Dalla prima alla terza serie di “The Walking Dead” – delucidazioni

immagina di svegliarti in un ospedale.

nessun ricordo di come ci sei arrivato, nessun medico, nessun infermiere.

niente di vivo.

 

Immagina di scoprire che tutto il resto dell’ospedale è stato fortificato dall’interno per impedire che qualcosa o qualcuno vi penetri. E, soprattutto, immagina di scoprire che quel qualcosa sono degli zombie.

Fin quì credo che non esista nulla di più banale.
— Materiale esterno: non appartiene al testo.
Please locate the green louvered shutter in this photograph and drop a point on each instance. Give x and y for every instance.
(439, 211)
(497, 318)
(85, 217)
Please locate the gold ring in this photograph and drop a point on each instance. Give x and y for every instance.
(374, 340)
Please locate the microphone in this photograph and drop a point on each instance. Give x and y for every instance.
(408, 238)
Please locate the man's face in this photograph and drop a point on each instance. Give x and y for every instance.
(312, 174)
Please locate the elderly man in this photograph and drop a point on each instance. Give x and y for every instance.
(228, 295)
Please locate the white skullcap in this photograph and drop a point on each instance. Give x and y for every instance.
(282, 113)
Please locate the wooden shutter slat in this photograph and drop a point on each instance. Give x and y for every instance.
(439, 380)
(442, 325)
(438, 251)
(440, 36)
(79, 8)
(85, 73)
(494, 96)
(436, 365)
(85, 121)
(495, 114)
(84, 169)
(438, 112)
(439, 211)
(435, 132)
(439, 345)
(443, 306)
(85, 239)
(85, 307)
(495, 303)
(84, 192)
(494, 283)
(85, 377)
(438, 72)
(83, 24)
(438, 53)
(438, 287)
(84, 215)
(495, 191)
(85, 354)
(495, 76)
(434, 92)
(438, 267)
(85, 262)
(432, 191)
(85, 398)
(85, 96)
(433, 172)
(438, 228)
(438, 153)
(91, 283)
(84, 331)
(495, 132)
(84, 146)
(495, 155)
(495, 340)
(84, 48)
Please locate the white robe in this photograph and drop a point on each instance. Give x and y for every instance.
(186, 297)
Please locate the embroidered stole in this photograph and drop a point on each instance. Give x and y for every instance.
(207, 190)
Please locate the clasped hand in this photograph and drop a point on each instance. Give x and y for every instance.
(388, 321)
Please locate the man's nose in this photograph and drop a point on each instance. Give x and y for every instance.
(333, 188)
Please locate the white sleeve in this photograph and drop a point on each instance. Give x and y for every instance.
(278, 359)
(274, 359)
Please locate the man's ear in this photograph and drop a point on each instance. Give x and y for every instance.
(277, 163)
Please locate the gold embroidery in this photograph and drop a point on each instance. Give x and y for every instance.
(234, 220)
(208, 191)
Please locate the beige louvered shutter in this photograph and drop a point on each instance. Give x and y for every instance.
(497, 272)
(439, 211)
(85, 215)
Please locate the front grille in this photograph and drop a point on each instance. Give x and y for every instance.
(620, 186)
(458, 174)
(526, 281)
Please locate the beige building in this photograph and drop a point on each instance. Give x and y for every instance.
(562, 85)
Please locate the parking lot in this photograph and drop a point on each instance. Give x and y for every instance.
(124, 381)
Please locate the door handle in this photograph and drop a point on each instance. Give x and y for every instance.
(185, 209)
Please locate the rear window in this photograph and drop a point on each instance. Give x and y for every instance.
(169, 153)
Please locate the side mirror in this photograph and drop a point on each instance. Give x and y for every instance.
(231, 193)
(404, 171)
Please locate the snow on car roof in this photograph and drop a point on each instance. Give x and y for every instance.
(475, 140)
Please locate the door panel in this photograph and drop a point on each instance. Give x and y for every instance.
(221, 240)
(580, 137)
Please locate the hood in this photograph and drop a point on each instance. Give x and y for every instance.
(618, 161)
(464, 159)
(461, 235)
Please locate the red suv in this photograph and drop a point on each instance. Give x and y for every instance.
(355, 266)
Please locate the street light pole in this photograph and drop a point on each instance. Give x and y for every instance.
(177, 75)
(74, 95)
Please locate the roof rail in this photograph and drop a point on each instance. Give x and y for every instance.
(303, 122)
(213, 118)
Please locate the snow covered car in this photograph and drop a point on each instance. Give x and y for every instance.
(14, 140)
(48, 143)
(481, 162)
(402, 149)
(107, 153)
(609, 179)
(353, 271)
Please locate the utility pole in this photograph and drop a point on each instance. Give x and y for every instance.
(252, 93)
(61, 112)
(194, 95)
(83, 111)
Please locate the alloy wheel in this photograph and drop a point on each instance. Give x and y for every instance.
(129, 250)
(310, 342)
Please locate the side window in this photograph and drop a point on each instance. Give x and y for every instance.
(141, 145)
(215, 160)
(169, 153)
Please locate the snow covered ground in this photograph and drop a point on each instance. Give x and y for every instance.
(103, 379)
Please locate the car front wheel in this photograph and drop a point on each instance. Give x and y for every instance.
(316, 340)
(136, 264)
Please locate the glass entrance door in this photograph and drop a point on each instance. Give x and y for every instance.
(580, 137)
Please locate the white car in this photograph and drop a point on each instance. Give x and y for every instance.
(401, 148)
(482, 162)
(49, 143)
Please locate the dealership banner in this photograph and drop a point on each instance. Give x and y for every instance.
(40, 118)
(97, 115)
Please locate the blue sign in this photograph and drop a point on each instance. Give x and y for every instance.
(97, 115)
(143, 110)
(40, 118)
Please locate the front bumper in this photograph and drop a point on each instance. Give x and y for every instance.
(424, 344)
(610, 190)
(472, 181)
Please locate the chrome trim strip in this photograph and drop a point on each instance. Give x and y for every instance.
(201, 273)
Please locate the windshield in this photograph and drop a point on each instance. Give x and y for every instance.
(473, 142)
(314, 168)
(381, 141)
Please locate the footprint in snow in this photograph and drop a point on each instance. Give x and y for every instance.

Ovviamente sei un poliziotto che correrà alla ricerca della sua famiglia (moglie e figlio maschio preadolescente) affrontando da solo orde di zombie affamati di carne umana.

Ancora più ovviamente, come tutti i poliziotti americani, sai già come ucciderli, e l’unico tentennamento avviene nel momento in cui la zombie è ciò che rimane di una bella bambina bionda.

The walking dead” è l’ennesimo frutto di una delle storie più sfruttate nella storia del cinema; da “La notte dei morti viventi” (1968) a “28 giorni dopo” (2002),da “La casa degli zombie” (1977) al famosissimo “Io sono leggenda” (2007) eppure la serie tv nata nel 2010 e trasmessa sulla fox è diventata un “cult”, prendendo piede come il virus di cui parla.

L’idea è quella di mettere in scena il meno conosciuto fumetto, nato nel 2003 dalla fantasia di Robert Kirkman e dalla mano di Tony Moore, ed è stata messa in pratica dagli sceneggiatori della tv filo-repubblicana. Trasmessa in contemporanea con gli stati uniti questo telefilm ha già dato i natali ad un omonimo video-game ed è giunta già alla terza stagione.

Rick Grames (all’anagrafe Andrew Lincoln) è appunto un poliziotto che si trova solo ad affrontare l’apocalisse con il solo desiderio di ricongiungersi alla sua famiglia (Lori e Carl) anche loro scampati alla pandemia grazie all’aiuto del collega e migliore amico di Rick, Shane.

Ricongiungersi però in questo caso non significa serenità. Nessun posto è sicuro, ed il piccolo gruppo di sopravvissuti (del quale faranno parte altri personaggi secondari) vive perennemente in fuga; da zombie e da qualche altro, sporadico, umano incline alla violenza.

Differentemente da troppe altre serie di genere “catastrofico-splatter-horror-azione“, “The Walking Dead”  lascia poco spazio all’amore ed alla speranza; il clima che si respira è quello di una lunga ma inevitabile agonia, in cui tutti, prima o poi, finiranno per morire.

Niente mielismi e poco romanticismo: quel che vediamo è solo una lunga, esasperante, lotta per guadagnare anche solo un giorno di vita, un respiro, un tramonto.

La mera sopravvivenza. Credo stia quì il segreto dell’ottima riuscita di una trama eccessivamente utilizzata: poco importa come sia nato e come si sia diffuso il virus; ciò che importa è che nessun governo, nessuno scienziato, nessun farmaco può fermarlo.

Tutti siamo infetti. È la morte che ci rende zombie, qualunque essa sia.

Ed allora attendiamo la fine della terza (e probabilmente ultima) serie, perché il lieto fine in questo caso, è tutt’altro che scontato.